What You Need to Know About Merchant Cash Advances
As a small business owner, you may be looking for some capital from merchant cash advances. It can be hard to maintain the funds you must have, so sometimes it’s worth considering alternative loans. Here’s what you need to know about merchant cash advances before taking one:
First, let’s take a look at how merchant cash advances work.
This type of funding consists of a merchant cash advance provider giving you an upfront loan in exchange for a portion of your future sales. You will either repay this through future credit and debit card sales or through daily or weekly debits from your bank account. The latter option is the more common one.
The catch here is the risk factor rate that is added on to your balance which could involve high fees. According to Nerdwallet.com, an example could be as high as $20,000 worth of fees on a $50,000 loan. This takes into account how fast you will pay it back and what your risk factor is. Sometimes owners pay a daily rate, sometimes a weekly rate. It differs from the monthly payment of a credit card or other loan.
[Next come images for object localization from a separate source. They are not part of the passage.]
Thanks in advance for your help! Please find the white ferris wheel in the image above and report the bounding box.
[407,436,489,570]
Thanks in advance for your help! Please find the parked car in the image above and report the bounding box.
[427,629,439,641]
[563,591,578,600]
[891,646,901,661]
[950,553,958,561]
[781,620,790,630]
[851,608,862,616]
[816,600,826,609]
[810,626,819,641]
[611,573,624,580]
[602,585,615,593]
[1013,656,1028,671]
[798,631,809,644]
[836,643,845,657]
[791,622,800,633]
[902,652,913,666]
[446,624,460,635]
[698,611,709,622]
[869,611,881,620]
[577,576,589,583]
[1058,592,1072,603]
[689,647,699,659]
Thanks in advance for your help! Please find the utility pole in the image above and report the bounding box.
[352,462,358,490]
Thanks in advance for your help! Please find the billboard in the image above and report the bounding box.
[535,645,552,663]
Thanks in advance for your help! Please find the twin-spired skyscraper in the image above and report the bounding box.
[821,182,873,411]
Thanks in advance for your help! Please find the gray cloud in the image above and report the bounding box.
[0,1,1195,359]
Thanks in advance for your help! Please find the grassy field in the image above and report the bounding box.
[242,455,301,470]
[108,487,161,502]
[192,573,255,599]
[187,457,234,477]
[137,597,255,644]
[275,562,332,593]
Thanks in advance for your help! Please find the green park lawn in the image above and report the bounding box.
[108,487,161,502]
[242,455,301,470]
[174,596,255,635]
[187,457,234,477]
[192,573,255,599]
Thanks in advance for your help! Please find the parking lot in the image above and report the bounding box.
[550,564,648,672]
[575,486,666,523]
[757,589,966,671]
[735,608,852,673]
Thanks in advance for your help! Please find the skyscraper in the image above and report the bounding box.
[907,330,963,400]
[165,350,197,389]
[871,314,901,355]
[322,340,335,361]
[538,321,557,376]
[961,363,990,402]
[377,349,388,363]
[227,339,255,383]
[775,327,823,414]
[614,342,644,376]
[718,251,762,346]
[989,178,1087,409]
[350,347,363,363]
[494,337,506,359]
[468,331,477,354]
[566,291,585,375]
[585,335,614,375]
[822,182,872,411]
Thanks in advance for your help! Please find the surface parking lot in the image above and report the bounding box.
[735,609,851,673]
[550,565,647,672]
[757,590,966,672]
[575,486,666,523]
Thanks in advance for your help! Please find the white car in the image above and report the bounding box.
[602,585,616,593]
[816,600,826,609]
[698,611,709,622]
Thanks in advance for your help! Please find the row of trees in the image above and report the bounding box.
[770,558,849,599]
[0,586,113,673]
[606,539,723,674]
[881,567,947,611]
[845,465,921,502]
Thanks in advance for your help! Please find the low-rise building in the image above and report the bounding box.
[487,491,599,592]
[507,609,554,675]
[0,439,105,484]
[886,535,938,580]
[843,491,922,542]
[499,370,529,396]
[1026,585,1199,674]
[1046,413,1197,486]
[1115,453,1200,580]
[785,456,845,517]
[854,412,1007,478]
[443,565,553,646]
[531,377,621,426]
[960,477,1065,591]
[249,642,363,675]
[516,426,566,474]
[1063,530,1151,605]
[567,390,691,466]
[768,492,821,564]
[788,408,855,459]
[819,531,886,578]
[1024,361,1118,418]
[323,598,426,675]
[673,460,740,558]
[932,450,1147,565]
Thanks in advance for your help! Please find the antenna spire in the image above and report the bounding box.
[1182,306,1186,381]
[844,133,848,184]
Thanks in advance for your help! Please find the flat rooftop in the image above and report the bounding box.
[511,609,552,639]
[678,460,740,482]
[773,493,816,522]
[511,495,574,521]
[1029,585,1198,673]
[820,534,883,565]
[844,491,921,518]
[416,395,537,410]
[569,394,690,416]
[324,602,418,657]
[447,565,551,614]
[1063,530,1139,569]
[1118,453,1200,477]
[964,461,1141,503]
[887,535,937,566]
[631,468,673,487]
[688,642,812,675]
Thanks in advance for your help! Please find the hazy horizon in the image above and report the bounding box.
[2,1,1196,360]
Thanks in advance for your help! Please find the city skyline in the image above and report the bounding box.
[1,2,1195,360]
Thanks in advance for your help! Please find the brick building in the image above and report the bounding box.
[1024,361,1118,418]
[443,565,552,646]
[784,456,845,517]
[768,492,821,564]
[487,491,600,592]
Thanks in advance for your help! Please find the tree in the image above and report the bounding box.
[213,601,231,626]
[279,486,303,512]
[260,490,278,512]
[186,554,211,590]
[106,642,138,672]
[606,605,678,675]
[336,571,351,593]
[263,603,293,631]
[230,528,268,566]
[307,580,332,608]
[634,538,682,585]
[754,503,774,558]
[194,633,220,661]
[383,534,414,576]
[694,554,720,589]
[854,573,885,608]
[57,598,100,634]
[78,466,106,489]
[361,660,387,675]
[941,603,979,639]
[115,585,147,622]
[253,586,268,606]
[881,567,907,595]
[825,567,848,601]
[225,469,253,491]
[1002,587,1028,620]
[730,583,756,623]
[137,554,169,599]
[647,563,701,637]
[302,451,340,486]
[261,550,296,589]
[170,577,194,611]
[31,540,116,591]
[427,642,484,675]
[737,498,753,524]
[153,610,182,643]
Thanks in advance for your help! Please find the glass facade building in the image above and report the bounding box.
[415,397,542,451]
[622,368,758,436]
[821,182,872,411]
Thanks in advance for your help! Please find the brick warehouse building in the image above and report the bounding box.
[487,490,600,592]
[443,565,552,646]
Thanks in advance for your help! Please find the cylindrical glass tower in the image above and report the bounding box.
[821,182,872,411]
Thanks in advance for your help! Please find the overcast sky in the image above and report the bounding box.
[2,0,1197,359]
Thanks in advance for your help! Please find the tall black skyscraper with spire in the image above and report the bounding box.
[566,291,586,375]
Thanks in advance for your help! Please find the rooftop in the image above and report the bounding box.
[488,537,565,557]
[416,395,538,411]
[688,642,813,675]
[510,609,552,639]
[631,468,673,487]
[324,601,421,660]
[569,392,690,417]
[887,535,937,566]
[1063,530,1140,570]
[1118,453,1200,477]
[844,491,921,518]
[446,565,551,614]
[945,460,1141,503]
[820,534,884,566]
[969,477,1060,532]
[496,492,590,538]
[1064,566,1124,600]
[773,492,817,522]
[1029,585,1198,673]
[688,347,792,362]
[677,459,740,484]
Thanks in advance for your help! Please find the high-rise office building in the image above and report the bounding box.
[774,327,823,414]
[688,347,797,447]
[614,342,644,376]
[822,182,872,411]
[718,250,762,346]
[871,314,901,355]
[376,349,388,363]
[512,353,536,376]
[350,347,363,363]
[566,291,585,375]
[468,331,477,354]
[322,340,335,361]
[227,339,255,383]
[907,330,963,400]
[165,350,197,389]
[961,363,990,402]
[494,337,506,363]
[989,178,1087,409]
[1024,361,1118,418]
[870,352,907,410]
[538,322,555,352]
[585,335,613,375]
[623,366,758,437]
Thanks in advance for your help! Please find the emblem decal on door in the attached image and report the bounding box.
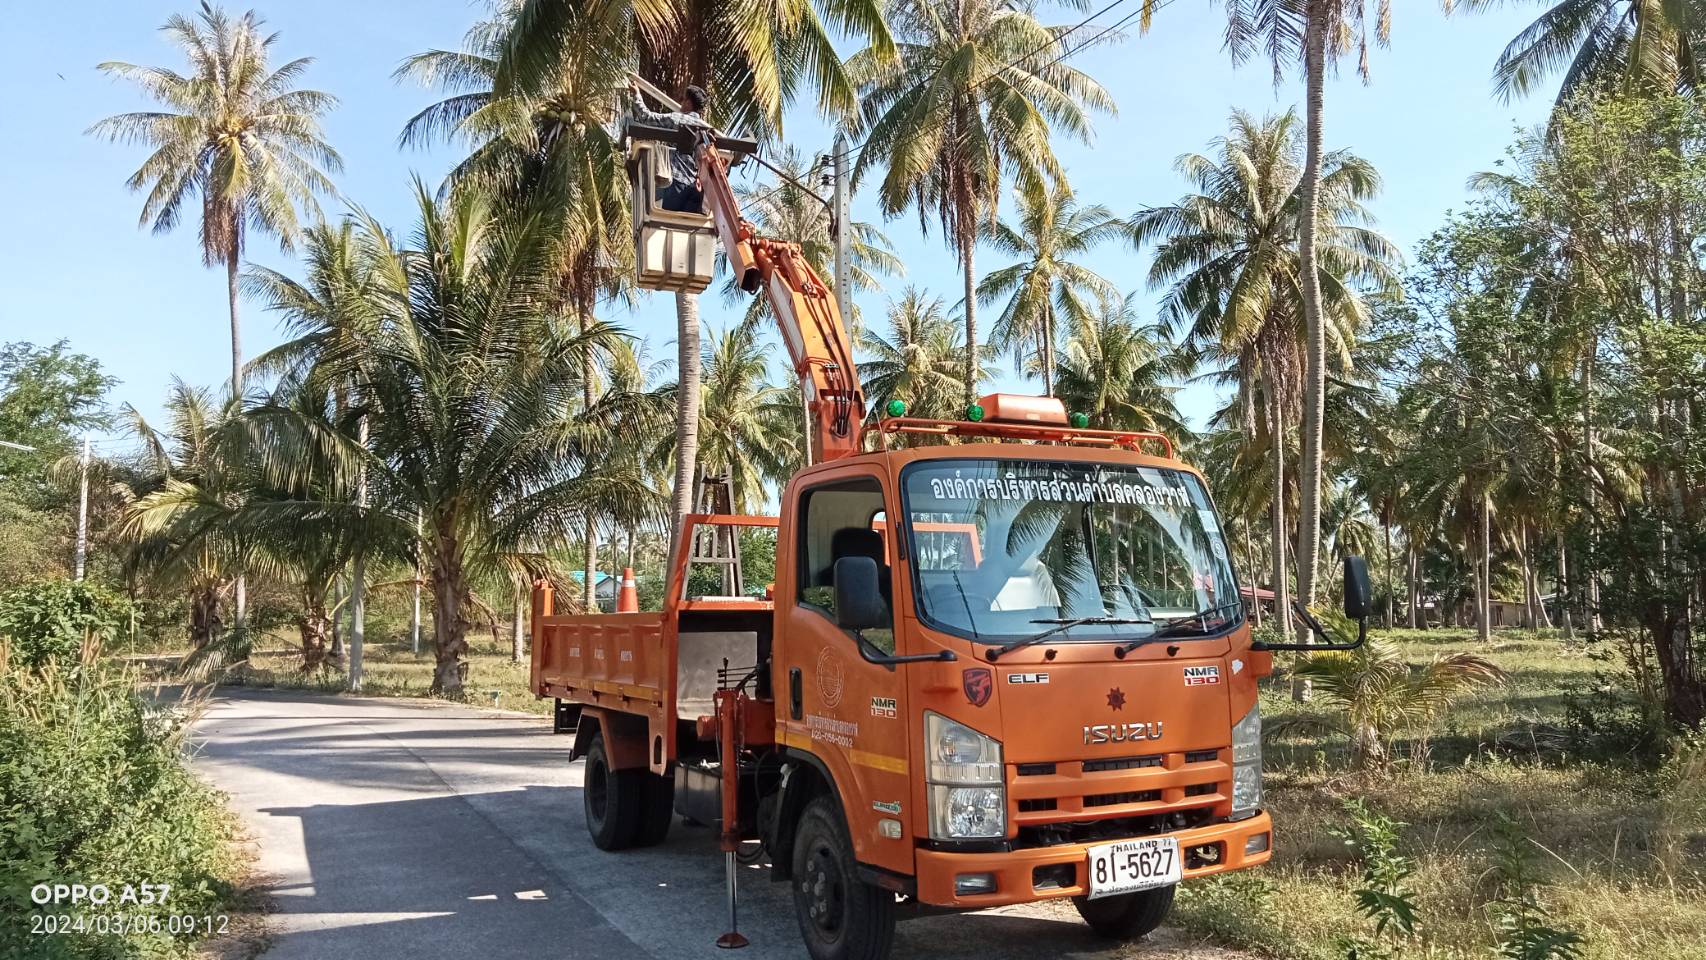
[962,668,993,707]
[816,647,846,709]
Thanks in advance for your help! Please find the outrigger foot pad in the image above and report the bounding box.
[715,932,749,949]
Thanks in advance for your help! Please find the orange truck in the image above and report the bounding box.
[531,110,1372,960]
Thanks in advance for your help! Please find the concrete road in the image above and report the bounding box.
[188,688,1247,960]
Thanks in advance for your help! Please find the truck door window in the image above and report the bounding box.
[797,478,895,652]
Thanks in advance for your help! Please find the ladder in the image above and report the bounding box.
[689,476,744,596]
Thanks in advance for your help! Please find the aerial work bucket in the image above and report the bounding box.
[627,132,717,294]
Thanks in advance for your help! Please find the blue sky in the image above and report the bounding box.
[0,1,1553,451]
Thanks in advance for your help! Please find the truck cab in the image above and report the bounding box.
[769,441,1273,932]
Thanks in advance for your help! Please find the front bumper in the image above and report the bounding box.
[913,811,1273,908]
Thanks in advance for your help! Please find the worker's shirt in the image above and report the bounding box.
[632,96,711,185]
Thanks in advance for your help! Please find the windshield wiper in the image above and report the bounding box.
[987,616,1152,661]
[1115,601,1245,657]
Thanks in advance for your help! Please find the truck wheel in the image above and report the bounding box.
[1072,884,1176,940]
[583,733,641,850]
[633,771,674,847]
[791,796,896,960]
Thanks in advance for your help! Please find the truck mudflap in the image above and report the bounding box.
[912,812,1273,909]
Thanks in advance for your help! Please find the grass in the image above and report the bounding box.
[1172,627,1706,960]
[162,625,1706,959]
[173,632,552,716]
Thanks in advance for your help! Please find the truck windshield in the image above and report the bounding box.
[901,459,1240,642]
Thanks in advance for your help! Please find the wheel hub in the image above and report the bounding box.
[801,844,844,936]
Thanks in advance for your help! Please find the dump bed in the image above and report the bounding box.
[531,514,779,766]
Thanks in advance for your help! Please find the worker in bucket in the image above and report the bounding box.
[630,79,711,213]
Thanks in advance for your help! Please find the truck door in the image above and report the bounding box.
[777,471,913,876]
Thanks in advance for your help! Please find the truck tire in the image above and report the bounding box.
[583,733,641,850]
[1072,884,1175,940]
[633,771,674,847]
[790,796,896,960]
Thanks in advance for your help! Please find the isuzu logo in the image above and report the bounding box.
[1083,721,1164,745]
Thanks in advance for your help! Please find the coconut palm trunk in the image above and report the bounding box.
[1265,383,1294,645]
[1556,530,1573,639]
[1478,493,1493,641]
[1041,302,1055,396]
[1294,0,1330,614]
[227,250,251,635]
[962,244,979,405]
[430,534,472,695]
[669,291,703,567]
[1407,544,1420,628]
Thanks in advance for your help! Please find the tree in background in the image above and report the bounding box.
[1458,0,1705,104]
[849,0,1114,404]
[1218,0,1399,619]
[978,183,1122,395]
[1132,110,1397,650]
[660,319,800,514]
[0,342,116,584]
[859,287,980,425]
[1052,293,1190,436]
[90,3,341,403]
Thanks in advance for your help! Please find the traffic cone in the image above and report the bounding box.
[617,567,640,613]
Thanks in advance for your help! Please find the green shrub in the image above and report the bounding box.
[1332,799,1421,959]
[0,652,236,959]
[0,580,131,670]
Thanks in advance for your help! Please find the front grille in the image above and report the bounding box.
[1083,754,1163,773]
[1086,789,1162,807]
[1008,748,1231,844]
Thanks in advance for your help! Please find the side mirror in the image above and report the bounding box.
[1343,555,1372,621]
[833,556,887,632]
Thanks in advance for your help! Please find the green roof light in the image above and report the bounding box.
[886,399,908,417]
[965,403,985,423]
[1069,411,1090,429]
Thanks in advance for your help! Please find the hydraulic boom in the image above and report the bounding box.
[690,129,865,464]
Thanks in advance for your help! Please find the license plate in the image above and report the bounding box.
[1086,837,1181,899]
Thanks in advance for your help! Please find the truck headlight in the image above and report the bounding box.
[925,712,1005,840]
[1230,703,1262,820]
[928,785,1005,839]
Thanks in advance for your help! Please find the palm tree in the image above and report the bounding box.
[288,182,660,694]
[90,3,342,402]
[1455,0,1704,103]
[1052,293,1191,437]
[977,183,1122,395]
[1220,0,1396,616]
[849,0,1114,404]
[671,319,801,513]
[858,287,979,424]
[1269,633,1506,769]
[116,380,240,651]
[495,0,893,568]
[1132,110,1398,647]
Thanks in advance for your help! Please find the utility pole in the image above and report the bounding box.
[831,132,852,323]
[74,435,90,581]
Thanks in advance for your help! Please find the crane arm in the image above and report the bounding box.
[692,131,865,463]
Advantages of Merchant Cash Advances
Though the fees can be quite high with an MCA, there are some advantages:
- They are quick. Because providers look at a business’s daily credit card receipts, they are quick, and often you can get an MCA within a week.
- No collateral is needed. These loans are unsecured, so if your business really fails, you don’t lose your assets. However, it can affect your business credit score if collection agencies need to be called in.
- If your sales are low, your payments will be low, too. Because this is often a daily or weekly payment, and not a fixed one, payments are relative to your daily credit and debit card intake.
Disadvantages of Merchant Cash Advances
While there are advantages to MCAs, there are also some drawbacks:
- Your APR can be very high, with a lot of factors determining it. The overall cost of these loans is higher than a traditional loan, often in the triple digits.
- Oddly, the more you are making, the higher your APR will be. This is where it can get confusing; the faster you repay, sometimes the higher the fees are. Therefore, there isn’t really a benefit to paying it off early.
- It’s hard to compare an MCA to other types of loans because they can be quite confusing. Learn as much as you can before committing.
Even for those businesses with poor business credit scores, there is a way to get a loan. A merchant cash advance may be for you, but it may not. Check all of your options to find the best one for you for now, and the long run.